Sometimes I worry that my boyfriend does not understand how passionate I am about this city. I’ve mentioned it to him several times, but I think he doesn’t understand my passion simply because he doesn’t feel this way about Paris like I do, and that’s okay. This city is not for every one. Some people see Paris as any other metropolitan city, without the charming, glamorous haze I see Paris through. He knows that I want to move here, and of course, I would want him to live here with me if our relationship progresses further. I worry that he has more restrictions than I do in moving here. I don’t have anything to hold me back and am willing to sell everything I own, save for my animals, and move into a small flat in Paris, immersing myself in Parisian life.

I know that I am probably a bit deluded about this city and I bet most people would wager that I am just seeing a facade of Paris, that I’d change once I lived here, and it would be as blasé to me like living at home is.
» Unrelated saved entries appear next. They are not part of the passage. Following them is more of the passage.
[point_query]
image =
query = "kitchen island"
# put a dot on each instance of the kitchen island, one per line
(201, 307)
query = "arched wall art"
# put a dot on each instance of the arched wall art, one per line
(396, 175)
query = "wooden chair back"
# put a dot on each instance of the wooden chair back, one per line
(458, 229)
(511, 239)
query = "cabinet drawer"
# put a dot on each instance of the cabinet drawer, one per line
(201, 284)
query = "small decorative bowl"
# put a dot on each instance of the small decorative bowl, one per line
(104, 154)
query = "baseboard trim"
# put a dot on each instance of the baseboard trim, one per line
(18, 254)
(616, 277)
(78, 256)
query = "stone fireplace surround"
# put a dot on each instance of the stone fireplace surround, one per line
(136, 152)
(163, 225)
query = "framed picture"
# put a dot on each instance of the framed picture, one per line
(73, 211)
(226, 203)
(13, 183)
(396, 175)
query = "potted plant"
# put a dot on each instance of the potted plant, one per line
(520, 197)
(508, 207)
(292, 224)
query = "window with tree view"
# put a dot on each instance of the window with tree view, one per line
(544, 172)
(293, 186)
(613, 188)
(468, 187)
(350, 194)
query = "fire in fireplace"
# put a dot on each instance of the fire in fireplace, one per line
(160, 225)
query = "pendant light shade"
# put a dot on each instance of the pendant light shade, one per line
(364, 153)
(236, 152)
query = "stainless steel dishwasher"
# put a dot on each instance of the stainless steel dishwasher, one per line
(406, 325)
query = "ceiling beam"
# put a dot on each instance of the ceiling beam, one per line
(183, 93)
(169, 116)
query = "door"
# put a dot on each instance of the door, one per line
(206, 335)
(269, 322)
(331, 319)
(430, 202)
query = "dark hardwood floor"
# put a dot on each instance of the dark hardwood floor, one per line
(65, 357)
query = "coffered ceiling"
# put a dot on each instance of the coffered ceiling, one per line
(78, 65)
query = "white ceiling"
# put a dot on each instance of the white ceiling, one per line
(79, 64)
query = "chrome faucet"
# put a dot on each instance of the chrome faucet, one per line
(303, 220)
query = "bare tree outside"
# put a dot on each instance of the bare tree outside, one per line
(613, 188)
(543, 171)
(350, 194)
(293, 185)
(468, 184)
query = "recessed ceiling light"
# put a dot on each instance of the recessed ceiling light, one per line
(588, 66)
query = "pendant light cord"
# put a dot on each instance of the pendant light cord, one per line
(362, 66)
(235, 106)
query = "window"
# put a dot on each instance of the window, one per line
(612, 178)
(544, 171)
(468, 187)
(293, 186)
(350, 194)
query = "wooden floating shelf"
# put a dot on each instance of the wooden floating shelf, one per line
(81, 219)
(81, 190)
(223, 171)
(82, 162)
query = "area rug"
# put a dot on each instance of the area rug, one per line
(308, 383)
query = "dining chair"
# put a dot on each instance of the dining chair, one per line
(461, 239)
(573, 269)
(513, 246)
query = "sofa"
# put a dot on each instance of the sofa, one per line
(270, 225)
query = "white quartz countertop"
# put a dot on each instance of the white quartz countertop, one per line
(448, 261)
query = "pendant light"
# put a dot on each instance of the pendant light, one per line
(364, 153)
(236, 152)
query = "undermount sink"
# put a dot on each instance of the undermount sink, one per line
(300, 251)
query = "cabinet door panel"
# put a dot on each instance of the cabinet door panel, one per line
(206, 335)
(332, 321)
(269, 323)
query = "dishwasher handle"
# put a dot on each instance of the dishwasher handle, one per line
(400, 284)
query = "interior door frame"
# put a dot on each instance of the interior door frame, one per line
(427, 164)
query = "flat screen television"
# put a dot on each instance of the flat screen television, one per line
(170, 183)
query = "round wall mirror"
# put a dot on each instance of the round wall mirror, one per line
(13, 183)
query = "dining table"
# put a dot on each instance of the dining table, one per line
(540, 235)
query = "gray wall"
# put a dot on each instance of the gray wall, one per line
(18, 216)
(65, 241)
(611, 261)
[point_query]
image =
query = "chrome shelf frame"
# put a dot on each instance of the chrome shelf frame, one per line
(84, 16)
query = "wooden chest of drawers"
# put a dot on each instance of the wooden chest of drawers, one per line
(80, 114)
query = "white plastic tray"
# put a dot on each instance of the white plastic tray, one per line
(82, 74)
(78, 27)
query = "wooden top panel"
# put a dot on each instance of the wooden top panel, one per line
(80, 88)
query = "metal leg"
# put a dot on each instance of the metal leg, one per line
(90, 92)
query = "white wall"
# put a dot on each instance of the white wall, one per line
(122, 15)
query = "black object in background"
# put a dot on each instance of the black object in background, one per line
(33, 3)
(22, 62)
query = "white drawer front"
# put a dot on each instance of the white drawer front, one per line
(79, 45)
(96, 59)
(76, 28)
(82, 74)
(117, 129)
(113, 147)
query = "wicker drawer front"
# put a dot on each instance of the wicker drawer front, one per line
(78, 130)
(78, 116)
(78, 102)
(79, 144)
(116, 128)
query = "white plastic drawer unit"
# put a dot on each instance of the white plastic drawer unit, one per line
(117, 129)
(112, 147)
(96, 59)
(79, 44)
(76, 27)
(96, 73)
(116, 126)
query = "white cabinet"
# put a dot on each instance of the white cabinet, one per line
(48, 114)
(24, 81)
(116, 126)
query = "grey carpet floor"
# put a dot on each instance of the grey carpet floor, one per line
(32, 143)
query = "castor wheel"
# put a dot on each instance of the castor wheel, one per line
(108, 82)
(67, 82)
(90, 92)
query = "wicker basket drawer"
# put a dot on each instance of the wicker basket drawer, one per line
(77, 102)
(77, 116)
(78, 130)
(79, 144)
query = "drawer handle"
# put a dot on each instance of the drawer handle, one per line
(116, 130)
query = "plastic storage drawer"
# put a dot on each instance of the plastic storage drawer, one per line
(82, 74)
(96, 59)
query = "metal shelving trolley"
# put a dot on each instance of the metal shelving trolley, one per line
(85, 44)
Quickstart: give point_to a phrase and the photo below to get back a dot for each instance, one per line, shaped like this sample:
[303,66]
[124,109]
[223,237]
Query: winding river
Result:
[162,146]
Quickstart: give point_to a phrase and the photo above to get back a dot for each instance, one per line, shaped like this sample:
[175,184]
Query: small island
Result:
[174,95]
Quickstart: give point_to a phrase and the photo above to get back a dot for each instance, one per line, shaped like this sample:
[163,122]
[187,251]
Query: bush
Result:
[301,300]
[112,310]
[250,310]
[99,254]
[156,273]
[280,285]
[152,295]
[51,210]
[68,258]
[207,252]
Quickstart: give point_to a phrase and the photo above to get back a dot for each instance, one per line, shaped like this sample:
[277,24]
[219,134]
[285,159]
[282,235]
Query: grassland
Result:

Maybe they’re right, but they also don’t have ties to this city emotionally like I do.

Though I will admit my first time in Paris was what stirred the revolution in me, it was truly the second time I visited that I knew my soul and heart were here in this city. I had left Italy after a month-long internship. It was more of a vacation I took that had the bonus of an internship; it was really a sabbatical that helped me stabilize myself after my mom had died. I was in a weird place, mentally and physically, and coming back to Paris helped revitalize myself. It was like it ignited a match in my soul, but in exchange for happiness, I sold my heart to this city. It was an exchange I was willing to take, but is the reason that I feel so attached to Paris. For a few days during that trip, I was completely alone. I didn’t know a soul in this city besides myself, and I’m not sure I even really knew myself at that time. Yet, I was completely okay with that. I was alone in a foreign country and could be myself, unrestricted. I was alone, and yet I never once felt lonely. It was freeing.

Now, I come back, chasing the dream that I saw come true in this city, and leave unfulfilled, knowing I cannot truly be satisfied until I live here.

And if I live here, and realize I am still unsatisfied?

I suppose that is the risk I will take. I will sit on the banks of the Seine, staring at the slim rooftops, adorned with chimney stacks, letting the bateaus pass me by.

And I will be happy just to be here.